Search code examples
python-3.xamazon-web-servicesencryptionaws-glue

Decryption of text from Java jasypt library with Python3


In database, I have emails of the users which are encrypted in the backend using Java Jasypt library with default configuration. From what I understand, it uses PBEWITHMD5andDES and 1000 iterations to generate the key.

@Bean
StringEncryptor encryptor() {
    StandardPBEStringEncryptor spbe = new StandardPBEStringEncryptor();
    spbe.setPassword(symmetricKey);
    return spbe;
}

Then encryptor is used as follows:

@Before("insertAccount(account)")
public void beforeInsertAccount(Account account) {
    account.setFirstName(encryptor.encrypt(StringUtils.defaultString(account.getFirstName())));
    account.setPhone(encryptor.encrypt(StringUtils.defaultString(account.getPhone())));
    account.setEmail(encryptor.encrypt(StringUtils.defaultString(account.getEmail())));
}

In AWS Glue (ETL tool) I need to decrypt the emails of the users, or at least match encrypted emails from two different tables.

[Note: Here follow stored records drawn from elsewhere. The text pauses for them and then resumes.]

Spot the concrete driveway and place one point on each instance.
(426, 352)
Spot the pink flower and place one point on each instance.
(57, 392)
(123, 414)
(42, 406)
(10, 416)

I have a possibility to define custom transformation by creating Python3 script.

I wrote a script based on that: https://gist.github.com/jpralves/505e653fd1c7358ad2c540e25e1ee80a It's using pycryptodome library. data_to_decrypt variable is initialized with jasypt-encrypted 'foo@bar.com' using password 'test'.

def MyTransform (glueContext, dfc) -> DynamicFrameCollection:
from Crypto.Hash import MD5
from Crypto.Cipher import DES
import base64
import sys
from pyspark.sql.functions import lit
    
newdf = dfc.select(list(dfc.keys())[0]).toDF()

data_to_decrypt = base64.b64decode("epncHsHYRZd8uIWncULit//8f0mhk8pn")
password = "test"

bs = 8
_iterations = 1000
salt = data_to_decrypt[:bs]
data = data_to_decrypt[bs:]

hasher = MD5.new()
result = hasher.digest()
hasher.update(bytearray(password.encode()))
hasher.update(bytearray(salt))

for i in range(1, _iterations):
    hasher = MD5.new()
    hasher.update(result)
    result = hasher.digest()

encoder = DES.new(result[:bs], DES.MODE_CBC, result[bs:bs*2])
decrypted = encoder.decrypt(bytes(data))

length = len(decrypted)
unpadding = int(decrypted[length-1])

decryptedEmail = ''
if length - unpadding > 0:
    decryptedEmail = decrypted[:(length - unpadding)].decode("latin")
else:
    decryptedEmail = decrypted.decode("latin")

newdf = newdf.withColumn('decryptedEmail', lit(decryptedEmail))

dyf_filtered = DynamicFrame.fromDF(newdf, glueContext, "aaa")
return(DynamicFrameCollection({"CustomTransform0": dyf_filtered}, glueContext))

Script is outputting some nonsense like "’€ ‡>— ¦õ8Þûð›7e". When I tried to decode output string from encoder in any other encoding it failed.


Solution

  • Your actual problem is that your first hash is wrong; you need to take .digest after doing the two .updates. (Your iterated hashes are correct.) In addition your unpadding is poor: PKCS5 padding should not exceed one block which for DES is 8 bytes. Even better would be to check all the padding bytes if more than 1, but I didn't bother.

    $ cat 71576901.py3
    from Crypto.Hash import MD5
    from Crypto.Cipher import DES
    import base64
    
    data_to_decrypt = base64.b64decode("epncHsHYRZd8uIWncULit//8f0mhk8pn")
    password = "test"
    
    bs = 8
    _iterations = 1000
    salt = data_to_decrypt[:bs]
    data = data_to_decrypt[bs:]
    
    hasher = MD5.new()
    hasher.update(bytearray(password.encode()))
    hasher.update(bytearray(salt))
    result = hasher.digest() # moved down
    
    for i in range(1, _iterations):
        hasher = MD5.new()
        hasher.update(result)
        result = hasher.digest()
    
    encoder = DES.new(result[:bs], DES.MODE_CBC, result[bs:bs*2])
    decrypted = encoder.decrypt(bytes(data))
    
    length = len(decrypted)
    unpadding = int(decrypted[length-1])
    
    if unpadding > 0 and unpadding <= bs: # better check
      print (decrypted[:-unpadding].decode('latin1')) # or other decoding depending on what you encrypted
    else:
      print ('bad') # might better raise, but TBD
    $ python3 71576901.py3
    foo@bar.com
    

    And just be sure you know, this is a very weak encryption and easily broken -- but that's a security issue, not programming, and offtopic here.